There's also a big hole in your current attempt at gathering evidence, and it goes deeper than just autorun having been disabled by default years ago. What if she's using a Linux LiveCD? So she reboots your computer, boots off a DVD or flash drive, and runs a completely independent OS instance. The only possible trace of her having even been there would be file access time stamps, but if the filesystem is mounted as read-only, you might not get even that.

No one is disputing that you're trying to do the right thing, so there's no need to get defensive. The problem is just that you haven't thought this all the way through, and we're, or I am at least, trying to get you to think about this a little more thoroughly. Also to point out that technical solutions for social problems never work. I'm just trying to help ensure that you don't end up getting fired for trying to do the right thing. From what little I can glean about you from your posts, you sound like the sort of person I would like to work for. I want to try and ensure there are as many people like you in managerial level positions as possible, and unfortunately that means playing stupid political games.

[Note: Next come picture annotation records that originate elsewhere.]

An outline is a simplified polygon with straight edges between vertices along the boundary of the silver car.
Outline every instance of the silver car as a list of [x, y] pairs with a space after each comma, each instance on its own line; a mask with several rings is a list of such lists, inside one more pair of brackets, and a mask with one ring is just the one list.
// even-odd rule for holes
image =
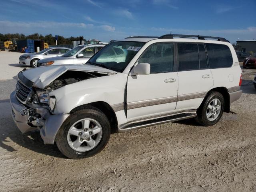
[[106, 44], [89, 44], [79, 45], [71, 50], [61, 57], [42, 59], [38, 61], [38, 66], [65, 65], [68, 64], [82, 64], [101, 49]]
[[32, 67], [36, 67], [39, 60], [56, 56], [61, 56], [71, 49], [66, 47], [52, 47], [45, 49], [38, 53], [26, 53], [20, 57], [19, 63], [30, 66]]

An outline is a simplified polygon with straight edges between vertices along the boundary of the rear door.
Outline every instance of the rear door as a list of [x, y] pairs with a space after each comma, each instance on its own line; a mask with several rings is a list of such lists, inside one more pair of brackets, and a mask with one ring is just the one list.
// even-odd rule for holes
[[213, 86], [204, 44], [177, 44], [179, 88], [176, 110], [197, 108]]

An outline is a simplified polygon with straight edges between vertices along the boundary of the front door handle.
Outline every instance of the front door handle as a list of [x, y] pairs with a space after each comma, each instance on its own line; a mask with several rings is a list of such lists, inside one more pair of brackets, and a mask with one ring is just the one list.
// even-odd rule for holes
[[167, 79], [164, 80], [164, 82], [165, 83], [174, 83], [176, 81], [176, 79], [175, 78], [170, 78], [170, 79]]
[[202, 76], [202, 78], [204, 79], [210, 78], [210, 75], [209, 74], [206, 74], [205, 75], [204, 75]]

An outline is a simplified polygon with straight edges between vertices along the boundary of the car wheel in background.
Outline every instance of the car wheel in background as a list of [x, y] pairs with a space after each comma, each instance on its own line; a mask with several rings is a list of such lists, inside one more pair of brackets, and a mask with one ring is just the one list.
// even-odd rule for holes
[[38, 59], [34, 59], [30, 61], [30, 66], [32, 67], [37, 67], [37, 64], [39, 60]]
[[210, 93], [197, 110], [196, 122], [204, 126], [213, 125], [219, 121], [223, 114], [224, 98], [220, 92]]

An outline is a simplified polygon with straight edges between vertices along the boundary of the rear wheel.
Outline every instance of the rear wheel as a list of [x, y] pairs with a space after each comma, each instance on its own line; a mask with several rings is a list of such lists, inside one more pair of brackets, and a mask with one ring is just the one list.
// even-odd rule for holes
[[100, 152], [109, 139], [110, 127], [106, 115], [88, 107], [71, 114], [56, 136], [60, 152], [72, 159], [92, 156]]
[[39, 60], [38, 59], [34, 59], [31, 60], [30, 62], [30, 66], [32, 67], [37, 67], [37, 64]]
[[196, 120], [204, 126], [213, 125], [223, 114], [224, 100], [222, 95], [216, 91], [210, 93], [197, 110]]

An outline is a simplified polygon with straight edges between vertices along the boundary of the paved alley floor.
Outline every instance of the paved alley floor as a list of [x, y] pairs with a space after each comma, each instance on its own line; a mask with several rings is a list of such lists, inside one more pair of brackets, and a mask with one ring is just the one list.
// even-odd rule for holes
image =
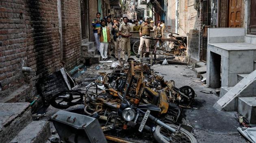
[[[135, 57], [132, 57], [138, 59]], [[111, 60], [114, 61], [113, 59]], [[108, 63], [108, 66], [106, 65], [108, 64], [93, 65], [91, 68], [89, 68], [84, 74], [77, 78], [76, 80], [80, 87], [85, 86], [86, 83], [83, 82], [83, 80], [86, 78], [93, 78], [88, 77], [88, 75], [91, 76], [95, 75], [97, 77], [98, 76], [99, 72], [111, 72], [112, 71], [109, 69], [111, 64]], [[197, 97], [195, 97], [191, 108], [183, 109], [182, 115], [184, 120], [183, 120], [182, 123], [194, 128], [192, 133], [198, 143], [249, 143], [240, 135], [236, 129], [241, 126], [238, 122], [237, 113], [220, 111], [214, 109], [213, 106], [219, 97], [214, 94], [208, 94], [200, 91], [212, 90], [214, 92], [215, 89], [209, 88], [207, 85], [199, 82], [200, 79], [196, 78], [195, 72], [191, 68], [186, 65], [155, 65], [152, 68], [154, 69], [154, 72], [158, 72], [158, 74], [164, 76], [165, 80], [174, 80], [176, 87], [189, 86], [195, 90]], [[76, 105], [66, 110], [79, 112], [83, 111], [84, 107], [83, 105]], [[59, 110], [50, 106], [44, 111], [46, 113], [44, 120], [48, 119]], [[54, 130], [52, 124], [51, 128], [52, 130]], [[137, 139], [137, 141], [139, 142], [155, 142], [152, 138], [150, 137], [149, 138], [149, 135], [146, 133], [138, 135], [138, 132], [130, 130], [122, 132], [113, 131], [112, 133], [119, 135], [121, 137], [125, 138], [126, 135], [129, 136], [128, 138], [130, 138], [133, 140]], [[138, 136], [140, 137], [140, 139], [136, 137]]]

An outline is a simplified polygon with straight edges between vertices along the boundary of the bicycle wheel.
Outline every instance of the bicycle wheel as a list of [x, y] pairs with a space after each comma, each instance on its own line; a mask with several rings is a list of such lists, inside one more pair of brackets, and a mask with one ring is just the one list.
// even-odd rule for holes
[[[176, 130], [178, 127], [171, 124], [168, 125]], [[164, 127], [158, 125], [153, 135], [155, 139], [159, 143], [197, 143], [195, 137], [190, 132], [182, 128], [180, 128], [179, 132], [173, 133]]]
[[[138, 55], [138, 52], [139, 52], [139, 44], [140, 41], [137, 40], [133, 44], [132, 46], [132, 51], [134, 54]], [[142, 51], [145, 52], [146, 51], [146, 44], [144, 43], [142, 47]]]

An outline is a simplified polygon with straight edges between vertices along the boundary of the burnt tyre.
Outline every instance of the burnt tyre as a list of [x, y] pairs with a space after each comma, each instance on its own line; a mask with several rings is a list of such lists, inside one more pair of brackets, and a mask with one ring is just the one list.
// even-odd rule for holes
[[[168, 125], [176, 130], [178, 128], [178, 126], [173, 124]], [[159, 143], [197, 143], [195, 137], [182, 128], [180, 128], [178, 133], [173, 133], [164, 127], [157, 125], [153, 135], [155, 139]]]
[[51, 100], [51, 105], [60, 109], [82, 103], [84, 93], [76, 90], [67, 90], [56, 94]]

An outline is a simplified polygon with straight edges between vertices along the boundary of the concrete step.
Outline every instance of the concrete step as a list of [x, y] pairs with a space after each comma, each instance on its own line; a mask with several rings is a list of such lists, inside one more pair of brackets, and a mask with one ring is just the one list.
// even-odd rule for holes
[[94, 57], [98, 54], [98, 50], [97, 49], [97, 47], [94, 47], [88, 50], [88, 54], [92, 54]]
[[249, 74], [237, 74], [237, 83], [239, 82], [241, 80], [246, 76], [248, 76]]
[[88, 42], [89, 42], [89, 40], [88, 39], [83, 39], [82, 40], [81, 44], [82, 45], [87, 43]]
[[25, 95], [27, 95], [29, 89], [29, 86], [24, 85], [13, 91], [11, 95], [0, 100], [0, 102], [24, 102], [26, 101]]
[[88, 51], [94, 47], [94, 42], [88, 42], [85, 44], [81, 45], [82, 50], [85, 52]]
[[20, 132], [10, 143], [45, 143], [50, 135], [50, 123], [48, 122], [35, 121]]
[[206, 73], [206, 67], [195, 68], [195, 70], [197, 74], [203, 74]]
[[237, 108], [249, 123], [256, 124], [256, 97], [239, 97]]
[[[0, 141], [9, 142], [32, 121], [29, 103], [0, 103]], [[34, 129], [35, 128], [34, 127]]]
[[196, 68], [206, 67], [206, 63], [203, 62], [202, 61], [200, 61], [200, 62], [196, 63], [195, 64], [195, 67]]
[[221, 91], [219, 93], [219, 97], [221, 98], [224, 95], [231, 89], [234, 86], [221, 87]]
[[100, 55], [96, 55], [93, 58], [90, 59], [90, 65], [98, 63], [101, 61], [101, 56]]
[[256, 70], [248, 74], [219, 99], [213, 107], [218, 110], [237, 111], [238, 98], [256, 95]]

So if the HR department is kind of useless, I might suggest just having a quick staff meeting. Without naming any names, just say you've had some complaints about personal belongings being rifled through when the person is away from their desk, and if it stops immediately no further questions will be asked. If not, then the issue will have to be turned over to HR for possible disciplinary action. It'd be bluff, but it might work. It'd be better to get someone from HR to give the little speech, and maybe deliver it company wide. That seems to be your other failing, in that you appear to have adopted an us vs them attitude towards the HR department. You can think they're a bunch of incompetent sycophants (or worse) all you want privately, but it would pay to make nice with one or two people in that department for situations exactly like this.